Luke v. State, No. 15A01-1409-CR-407, ___ N.E.3d ___ (Ind. Ct. App., Feb. 24, 2016).
Conviction for stalking four victims, based on conduct spanning January 2012 to February 2014, violated actual-evidence double jeopardy principles when defendant had been convicted a month earlier for invasion of privacy committed against three of the same victims for conduct spanning three days in January 2014. The State presented substantial evidence of the three-day course of conduct in the subsequent trial; and both cases alleged a violation of the same previously issued no-contact order.
Hill v. State, No. 20A03-1507-CR-907, ___ N.E.3d ___ (Ind. Ct. App., Feb. 25, 2016).
Trial court was within its discretion to exclude alleged domestic-battery victim who had recanted her accusation as a defense witness. Error was invited by defendant’s insistence on calling witness, despite State’s and court’s repeated cautions.
Tyson v. State, No. 45S03-1509-CR-528, ___ N.E.3d ___ (Ind., Feb. 25, 2016).

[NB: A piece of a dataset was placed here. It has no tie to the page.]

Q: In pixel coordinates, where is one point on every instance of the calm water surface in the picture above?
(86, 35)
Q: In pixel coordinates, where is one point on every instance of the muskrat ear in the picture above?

Statute requiring “a person who is required to register as a sex or violent offender in any jurisdiction” to likewise register in Indiana did not violate Indiana ex post facto clause as applied to Texas offender who moved to Indiana after 2006 enactment of that statute. Texas law already required offender to register; maintaining that status in Indiana was not punitive under the intent-effects test.
State v. Zerbe, No. 49S05-1509-MI-529, ___ N.E.3d ___ (Ind., Feb. 25, 2016).
Michigan sex offender was not distinguishable from offender in Tyson v. State, even though Michigan enacted its registration requirement two years after defendant’s offense. Relevant question was not whether Michigan registration requirement was ex post facto law, but only that the requirement existed at the time offender moved to Indiana.